I reckon what they should do is bring out a fix blade licence and lock knife licence! along the lines of you pay so much each year to allow you to use a fix blade and carry one as long as you have a valid reson to and a safe storage place. Kinda like a shotgun licence! If your ever checked, all you have to do is present your licence card and have a reson for carrying it! Ie, work use! If you dont have a licence, you dont have a knife! simple... And all the money each year goes towards fighting knife and gun crime! obviously 3" and under non locking blades would remain legal..
Good idea???...![]()
Nahhh. What would it achieve - aside from generate revenue for the licensing authority? Would it make the country safer? Nope. There are probably over a billion knives in general circulation in the UK. There are half a dozen lethal knives in every kitchen drawer. Would it stop bad people carrying them as weapons? Nope. They are bad people, they dont care about licences. Would it give bushcrafters carte blanche to carry a knife? Nope. You'd still have to explain your reasons at the time if found with a knife - because some bad person might pretend to be a bushcrafter to get a licence and ...even bushcrafters can be naughty. What it would do, is make everyone think that the law doesnt already allow reasonable use, when in fact it does. It would also make everyone think that the country is so dangerous, that ordinary people cant be trusted with something sharp without a licence, and that would just pander to the irrational fear and scaremongering created by our tabloids, of the kind that seems to have gripped the OP in this thread.

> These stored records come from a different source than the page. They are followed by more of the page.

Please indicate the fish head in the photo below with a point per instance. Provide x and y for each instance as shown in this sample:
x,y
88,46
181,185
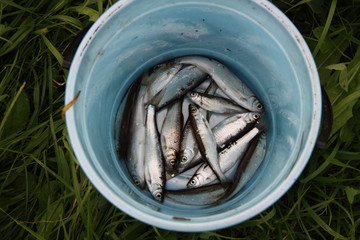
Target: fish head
x,y
170,159
193,96
158,194
195,181
193,110
185,157
256,104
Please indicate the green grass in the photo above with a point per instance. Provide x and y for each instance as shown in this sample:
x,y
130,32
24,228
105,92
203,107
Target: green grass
x,y
45,195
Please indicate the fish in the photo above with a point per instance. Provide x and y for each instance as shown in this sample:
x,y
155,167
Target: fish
x,y
160,80
226,131
171,135
136,147
154,163
188,147
231,128
226,80
206,141
179,181
214,103
253,158
186,79
212,88
202,196
126,119
228,158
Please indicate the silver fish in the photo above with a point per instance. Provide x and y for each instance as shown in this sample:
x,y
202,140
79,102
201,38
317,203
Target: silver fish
x,y
203,196
136,150
229,129
212,88
227,81
160,81
185,80
179,182
188,147
171,135
228,158
214,103
206,141
154,167
248,166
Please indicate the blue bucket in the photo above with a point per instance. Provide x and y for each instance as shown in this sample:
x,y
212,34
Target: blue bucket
x,y
252,37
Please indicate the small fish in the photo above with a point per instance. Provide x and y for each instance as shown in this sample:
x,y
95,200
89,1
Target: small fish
x,y
202,196
136,147
179,181
160,80
253,158
214,103
188,147
126,121
225,132
233,127
226,80
185,80
154,166
206,141
212,88
228,158
171,135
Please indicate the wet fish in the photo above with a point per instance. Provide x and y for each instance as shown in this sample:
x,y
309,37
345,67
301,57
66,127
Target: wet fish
x,y
154,166
253,158
206,141
226,80
226,131
179,181
228,158
160,80
202,196
233,127
171,135
212,88
126,119
185,80
188,147
214,103
136,148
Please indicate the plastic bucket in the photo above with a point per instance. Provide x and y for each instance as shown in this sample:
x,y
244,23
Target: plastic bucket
x,y
252,37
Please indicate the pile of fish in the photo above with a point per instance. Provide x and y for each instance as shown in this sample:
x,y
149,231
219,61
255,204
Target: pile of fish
x,y
208,157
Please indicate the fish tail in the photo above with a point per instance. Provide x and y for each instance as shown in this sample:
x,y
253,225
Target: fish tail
x,y
223,179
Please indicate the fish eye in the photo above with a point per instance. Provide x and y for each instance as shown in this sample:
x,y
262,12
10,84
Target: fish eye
x,y
193,109
184,159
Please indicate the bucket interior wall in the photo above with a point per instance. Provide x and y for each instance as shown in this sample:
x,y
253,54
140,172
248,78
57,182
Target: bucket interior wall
x,y
261,52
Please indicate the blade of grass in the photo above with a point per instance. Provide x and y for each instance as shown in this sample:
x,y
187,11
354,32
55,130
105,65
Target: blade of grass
x,y
52,49
326,27
34,234
321,223
12,104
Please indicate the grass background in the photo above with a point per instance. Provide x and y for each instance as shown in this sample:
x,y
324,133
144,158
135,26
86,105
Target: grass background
x,y
43,191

The solution to the problem, is to ignore it, or to laugh at it because it's a non issue. The danger comes when people start taking this nonsense seriously. What next? A permit to carry a sharp stick?
Take heart from the Norwegians, they refuse to let one nutter with a gun ruin their society and curtail their freedoms. Bad things happen. There are not always solutions and that something bad has happened, is not always a reason for change.
It's our system that is the problem. Particularly litigation and health and safety. The way H&S works, is that when something bad happens, you do a root cause analysis, come up with some spurious reason and impliment some equally spurious change of practice. That's what is taught in universities. It doesnt matter what solution you come up with, so long as you come up with something, then your actions are defensible in law. Doing nothing is much harder to justify and leaves you or your organisation (or your government) open to accusations of incompetence. The sad reality, which we are all learning, is that often doing nothing is the right thing to do and that just doing something to avoid liability, leaves us all in a far worse position.
I commend the Norwegians for doing nothing. Their society wasnt broken, it was the nutter with a gun that was broken.